Henry Ford, poor and uneducated, dreamed of a horseless carriage, went to
work with what tools he possessed, without waiting for opportunity to favor
him, and now evidence of his dream belts the entire earth. He has put more
wheels into operation than any man who ever lived, because he was not afraid
to back his dreams.
Thomas Edison dreamed of a lamp that could be operated by electricity, began
where he stood to put his dream into action, and despite more than ten
thousand failures, he stood by that dream until he made it a physical reality.

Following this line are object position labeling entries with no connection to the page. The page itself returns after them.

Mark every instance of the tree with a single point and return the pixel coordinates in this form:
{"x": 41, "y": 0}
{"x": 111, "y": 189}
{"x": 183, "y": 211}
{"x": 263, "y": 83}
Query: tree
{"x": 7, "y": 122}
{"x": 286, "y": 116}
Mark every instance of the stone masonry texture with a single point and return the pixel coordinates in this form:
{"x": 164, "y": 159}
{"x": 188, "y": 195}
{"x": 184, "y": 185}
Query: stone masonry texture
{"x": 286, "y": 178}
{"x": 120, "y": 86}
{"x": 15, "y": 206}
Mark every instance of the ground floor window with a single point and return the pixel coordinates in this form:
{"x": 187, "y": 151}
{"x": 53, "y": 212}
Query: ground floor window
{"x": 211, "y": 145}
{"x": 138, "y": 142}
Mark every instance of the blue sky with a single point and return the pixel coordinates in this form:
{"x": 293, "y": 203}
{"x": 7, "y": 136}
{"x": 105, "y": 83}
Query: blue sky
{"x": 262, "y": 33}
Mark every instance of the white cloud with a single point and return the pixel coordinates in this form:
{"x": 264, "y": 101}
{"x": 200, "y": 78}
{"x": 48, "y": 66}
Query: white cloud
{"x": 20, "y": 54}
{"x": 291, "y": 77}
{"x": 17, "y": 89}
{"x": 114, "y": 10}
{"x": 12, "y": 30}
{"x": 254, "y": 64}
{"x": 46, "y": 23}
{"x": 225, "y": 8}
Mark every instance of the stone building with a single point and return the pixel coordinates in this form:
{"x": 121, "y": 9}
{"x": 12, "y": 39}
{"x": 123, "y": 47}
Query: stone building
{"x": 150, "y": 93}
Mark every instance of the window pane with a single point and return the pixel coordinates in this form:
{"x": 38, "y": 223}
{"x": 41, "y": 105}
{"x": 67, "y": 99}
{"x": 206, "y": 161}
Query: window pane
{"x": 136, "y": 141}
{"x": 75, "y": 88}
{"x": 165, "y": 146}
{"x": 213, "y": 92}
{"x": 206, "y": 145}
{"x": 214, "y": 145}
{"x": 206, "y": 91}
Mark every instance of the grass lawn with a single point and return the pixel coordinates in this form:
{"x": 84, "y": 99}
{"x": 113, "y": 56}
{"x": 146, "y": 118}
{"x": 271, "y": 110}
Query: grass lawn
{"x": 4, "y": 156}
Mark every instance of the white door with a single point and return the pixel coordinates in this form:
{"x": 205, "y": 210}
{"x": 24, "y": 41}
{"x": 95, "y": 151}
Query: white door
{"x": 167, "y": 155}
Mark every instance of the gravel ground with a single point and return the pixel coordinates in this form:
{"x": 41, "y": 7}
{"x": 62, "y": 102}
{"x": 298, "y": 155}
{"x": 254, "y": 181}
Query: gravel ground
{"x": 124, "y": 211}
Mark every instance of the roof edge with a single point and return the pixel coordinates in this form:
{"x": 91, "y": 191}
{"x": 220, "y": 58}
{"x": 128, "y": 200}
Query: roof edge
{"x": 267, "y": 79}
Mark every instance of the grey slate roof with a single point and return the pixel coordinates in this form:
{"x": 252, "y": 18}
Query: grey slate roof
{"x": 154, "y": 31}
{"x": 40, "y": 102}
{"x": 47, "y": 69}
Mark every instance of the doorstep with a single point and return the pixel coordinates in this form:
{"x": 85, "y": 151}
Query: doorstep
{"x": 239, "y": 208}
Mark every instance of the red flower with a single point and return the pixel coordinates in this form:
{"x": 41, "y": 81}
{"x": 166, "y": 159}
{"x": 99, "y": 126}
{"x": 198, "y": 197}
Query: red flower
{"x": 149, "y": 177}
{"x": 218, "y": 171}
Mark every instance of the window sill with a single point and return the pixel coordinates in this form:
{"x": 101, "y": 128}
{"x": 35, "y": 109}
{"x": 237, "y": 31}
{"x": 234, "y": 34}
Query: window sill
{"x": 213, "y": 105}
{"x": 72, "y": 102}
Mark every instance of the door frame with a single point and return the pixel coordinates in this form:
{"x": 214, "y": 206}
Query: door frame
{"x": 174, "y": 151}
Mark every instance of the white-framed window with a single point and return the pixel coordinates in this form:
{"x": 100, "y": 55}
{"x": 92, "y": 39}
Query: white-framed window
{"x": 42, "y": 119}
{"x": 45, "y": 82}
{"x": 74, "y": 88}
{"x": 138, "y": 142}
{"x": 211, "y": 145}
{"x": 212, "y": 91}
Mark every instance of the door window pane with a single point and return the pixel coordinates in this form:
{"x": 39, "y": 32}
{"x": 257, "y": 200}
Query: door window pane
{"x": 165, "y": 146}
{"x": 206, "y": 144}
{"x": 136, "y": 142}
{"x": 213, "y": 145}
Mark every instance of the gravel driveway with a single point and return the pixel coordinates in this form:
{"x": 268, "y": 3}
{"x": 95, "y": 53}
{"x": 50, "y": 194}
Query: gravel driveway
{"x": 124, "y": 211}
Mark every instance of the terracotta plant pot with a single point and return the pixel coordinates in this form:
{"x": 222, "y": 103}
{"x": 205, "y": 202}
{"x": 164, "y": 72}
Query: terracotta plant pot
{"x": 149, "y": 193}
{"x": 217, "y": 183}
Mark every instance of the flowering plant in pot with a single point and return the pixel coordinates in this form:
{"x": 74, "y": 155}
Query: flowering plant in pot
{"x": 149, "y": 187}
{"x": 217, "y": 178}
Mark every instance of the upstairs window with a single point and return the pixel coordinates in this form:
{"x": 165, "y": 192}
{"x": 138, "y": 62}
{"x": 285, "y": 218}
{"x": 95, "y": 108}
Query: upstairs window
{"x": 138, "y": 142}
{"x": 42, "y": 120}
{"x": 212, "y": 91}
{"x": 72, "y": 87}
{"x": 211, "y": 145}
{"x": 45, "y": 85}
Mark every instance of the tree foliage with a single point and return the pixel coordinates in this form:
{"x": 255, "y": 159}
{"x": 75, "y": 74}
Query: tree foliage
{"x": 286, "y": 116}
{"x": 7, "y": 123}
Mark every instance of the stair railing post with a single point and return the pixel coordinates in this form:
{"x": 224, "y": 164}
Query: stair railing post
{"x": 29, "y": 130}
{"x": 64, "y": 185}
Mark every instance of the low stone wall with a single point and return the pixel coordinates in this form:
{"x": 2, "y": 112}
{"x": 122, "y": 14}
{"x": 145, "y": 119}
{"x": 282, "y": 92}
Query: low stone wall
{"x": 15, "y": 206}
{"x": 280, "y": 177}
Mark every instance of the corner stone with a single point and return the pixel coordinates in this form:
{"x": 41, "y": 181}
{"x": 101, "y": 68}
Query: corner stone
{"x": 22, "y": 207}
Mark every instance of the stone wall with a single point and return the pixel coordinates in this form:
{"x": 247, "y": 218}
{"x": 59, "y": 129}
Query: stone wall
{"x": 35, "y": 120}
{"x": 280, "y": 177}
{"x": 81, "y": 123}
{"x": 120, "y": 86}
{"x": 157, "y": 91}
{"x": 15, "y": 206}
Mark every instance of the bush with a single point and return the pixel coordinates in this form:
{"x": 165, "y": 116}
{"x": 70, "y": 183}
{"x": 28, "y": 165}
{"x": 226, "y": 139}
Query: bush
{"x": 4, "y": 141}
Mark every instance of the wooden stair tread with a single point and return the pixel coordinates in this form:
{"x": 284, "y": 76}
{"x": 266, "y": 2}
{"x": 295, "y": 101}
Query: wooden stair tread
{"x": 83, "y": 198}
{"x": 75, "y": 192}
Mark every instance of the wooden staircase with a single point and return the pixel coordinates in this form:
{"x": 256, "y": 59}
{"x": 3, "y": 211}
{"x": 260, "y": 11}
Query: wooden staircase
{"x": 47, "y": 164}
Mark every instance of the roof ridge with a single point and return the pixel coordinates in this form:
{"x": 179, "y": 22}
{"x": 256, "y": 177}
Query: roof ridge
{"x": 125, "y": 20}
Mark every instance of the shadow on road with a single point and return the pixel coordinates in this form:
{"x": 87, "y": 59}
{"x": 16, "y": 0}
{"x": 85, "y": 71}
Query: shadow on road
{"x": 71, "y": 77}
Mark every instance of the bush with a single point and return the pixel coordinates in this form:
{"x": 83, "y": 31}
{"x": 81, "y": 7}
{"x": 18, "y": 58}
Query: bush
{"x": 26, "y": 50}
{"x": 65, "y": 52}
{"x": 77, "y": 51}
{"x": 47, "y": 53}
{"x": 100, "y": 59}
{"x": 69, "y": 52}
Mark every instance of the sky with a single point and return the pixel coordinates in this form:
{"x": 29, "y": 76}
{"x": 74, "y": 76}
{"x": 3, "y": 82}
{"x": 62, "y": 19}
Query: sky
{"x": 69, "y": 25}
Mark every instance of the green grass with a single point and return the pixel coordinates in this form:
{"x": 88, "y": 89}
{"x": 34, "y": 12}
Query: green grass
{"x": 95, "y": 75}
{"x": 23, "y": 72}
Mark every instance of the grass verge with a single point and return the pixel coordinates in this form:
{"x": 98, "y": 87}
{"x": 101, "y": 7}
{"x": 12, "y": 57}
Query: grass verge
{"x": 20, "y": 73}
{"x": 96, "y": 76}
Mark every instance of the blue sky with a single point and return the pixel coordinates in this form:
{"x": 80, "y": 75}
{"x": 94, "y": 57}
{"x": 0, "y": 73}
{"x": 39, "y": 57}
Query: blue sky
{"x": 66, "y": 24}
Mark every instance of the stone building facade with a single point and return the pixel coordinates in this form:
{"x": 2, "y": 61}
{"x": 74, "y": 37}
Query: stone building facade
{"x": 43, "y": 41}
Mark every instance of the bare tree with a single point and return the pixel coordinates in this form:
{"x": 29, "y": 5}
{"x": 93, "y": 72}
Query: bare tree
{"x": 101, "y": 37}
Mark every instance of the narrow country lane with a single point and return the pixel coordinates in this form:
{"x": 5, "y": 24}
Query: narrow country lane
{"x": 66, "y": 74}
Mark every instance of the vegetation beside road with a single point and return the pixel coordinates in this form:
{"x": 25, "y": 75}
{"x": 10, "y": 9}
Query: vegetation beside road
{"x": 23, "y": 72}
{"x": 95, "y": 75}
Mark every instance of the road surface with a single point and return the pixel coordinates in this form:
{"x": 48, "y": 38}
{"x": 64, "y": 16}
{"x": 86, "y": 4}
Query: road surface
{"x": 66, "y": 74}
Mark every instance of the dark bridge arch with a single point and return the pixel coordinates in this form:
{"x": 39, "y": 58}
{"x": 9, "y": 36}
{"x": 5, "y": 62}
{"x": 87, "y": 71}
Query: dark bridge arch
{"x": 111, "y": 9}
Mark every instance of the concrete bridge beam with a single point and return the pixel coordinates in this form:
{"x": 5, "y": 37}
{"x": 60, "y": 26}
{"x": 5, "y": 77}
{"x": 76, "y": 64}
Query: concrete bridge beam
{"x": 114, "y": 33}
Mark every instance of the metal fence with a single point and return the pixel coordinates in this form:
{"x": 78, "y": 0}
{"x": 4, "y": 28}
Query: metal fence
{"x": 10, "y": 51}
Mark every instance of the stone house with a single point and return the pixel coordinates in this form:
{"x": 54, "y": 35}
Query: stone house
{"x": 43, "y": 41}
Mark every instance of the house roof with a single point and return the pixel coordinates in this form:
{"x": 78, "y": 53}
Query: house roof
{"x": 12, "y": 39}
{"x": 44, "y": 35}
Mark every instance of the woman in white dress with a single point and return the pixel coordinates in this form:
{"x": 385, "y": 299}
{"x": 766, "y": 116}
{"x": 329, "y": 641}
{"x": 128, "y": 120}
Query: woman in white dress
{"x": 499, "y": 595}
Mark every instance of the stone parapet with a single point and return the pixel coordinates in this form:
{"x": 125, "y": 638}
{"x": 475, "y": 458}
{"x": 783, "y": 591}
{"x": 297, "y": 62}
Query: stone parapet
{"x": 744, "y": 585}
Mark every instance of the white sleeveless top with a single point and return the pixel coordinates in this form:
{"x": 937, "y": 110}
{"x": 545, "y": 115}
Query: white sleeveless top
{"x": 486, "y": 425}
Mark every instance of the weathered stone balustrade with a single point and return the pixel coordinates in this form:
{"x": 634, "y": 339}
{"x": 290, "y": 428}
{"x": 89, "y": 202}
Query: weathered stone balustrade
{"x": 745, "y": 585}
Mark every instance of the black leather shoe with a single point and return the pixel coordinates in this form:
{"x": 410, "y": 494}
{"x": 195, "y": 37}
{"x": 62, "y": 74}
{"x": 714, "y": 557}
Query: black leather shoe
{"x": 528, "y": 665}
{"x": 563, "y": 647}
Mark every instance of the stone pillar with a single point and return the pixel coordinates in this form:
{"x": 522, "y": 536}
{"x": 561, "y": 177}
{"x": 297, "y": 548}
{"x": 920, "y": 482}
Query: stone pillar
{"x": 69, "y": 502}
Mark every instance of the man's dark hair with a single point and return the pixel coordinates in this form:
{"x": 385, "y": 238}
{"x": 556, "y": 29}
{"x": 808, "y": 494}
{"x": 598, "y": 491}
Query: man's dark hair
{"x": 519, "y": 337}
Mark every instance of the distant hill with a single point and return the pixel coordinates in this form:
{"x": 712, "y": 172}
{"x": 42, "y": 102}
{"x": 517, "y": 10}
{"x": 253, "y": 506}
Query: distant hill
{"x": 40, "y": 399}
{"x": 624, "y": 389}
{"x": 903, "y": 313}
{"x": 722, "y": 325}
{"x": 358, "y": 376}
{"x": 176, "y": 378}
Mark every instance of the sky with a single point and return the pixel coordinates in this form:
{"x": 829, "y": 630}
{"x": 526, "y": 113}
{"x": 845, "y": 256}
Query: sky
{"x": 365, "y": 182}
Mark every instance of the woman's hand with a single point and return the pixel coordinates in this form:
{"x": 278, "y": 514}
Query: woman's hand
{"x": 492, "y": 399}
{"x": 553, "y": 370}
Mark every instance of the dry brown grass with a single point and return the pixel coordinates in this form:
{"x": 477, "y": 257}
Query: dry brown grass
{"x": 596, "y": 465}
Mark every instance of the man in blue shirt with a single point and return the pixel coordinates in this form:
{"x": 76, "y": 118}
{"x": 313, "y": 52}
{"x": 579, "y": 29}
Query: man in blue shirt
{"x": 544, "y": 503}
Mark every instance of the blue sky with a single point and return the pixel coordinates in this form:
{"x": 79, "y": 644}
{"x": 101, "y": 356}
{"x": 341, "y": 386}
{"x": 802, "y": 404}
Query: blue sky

Practical dreamers DO NOT QUIT!
Whelan dreamed of a chain of cigar stores, transformed his dream into action,
and now the United Cigar Stores occupy the best corners in America.
Lincoln dreamed of freedom for the black slaves, put his dream into action,
and barely missed living to see a united North and South translate his dream
into reality.
The Wright brothers dreamed of a machine that would fly through the air.
Now one may see evidence all over the world, that they dreamed soundly.
Marconi dreamed of a system for harnessing the intangible forces of the ether.
Evidence that he did not dream in vain, may be found in every wireless and
radio in the world. Moreover, Marconi’s dream brought the humblest cabin,
and the most stately ma nor house side by side. It made the people of every
nation on earth back-door neighbors. It gave the President of the United States
a medium by which he may talk to all the people of America at one time, and
on short notice. It may interest you to know tha t Marconi’s “friends” had him
taken into custody, and examined in a psychopathic hospital, when he
announced he had discovered a principle through which he could send
messages through the air, without the aid of wires, or other direct physical
means of communication. The dreamers of today fare better. The world has
become accustomed to new discoveries. Nay, it has shown a willingness to
reward the dreamer who gives the world a new idea. “The greatest
achievement was, at first, and for a time, but a dream.”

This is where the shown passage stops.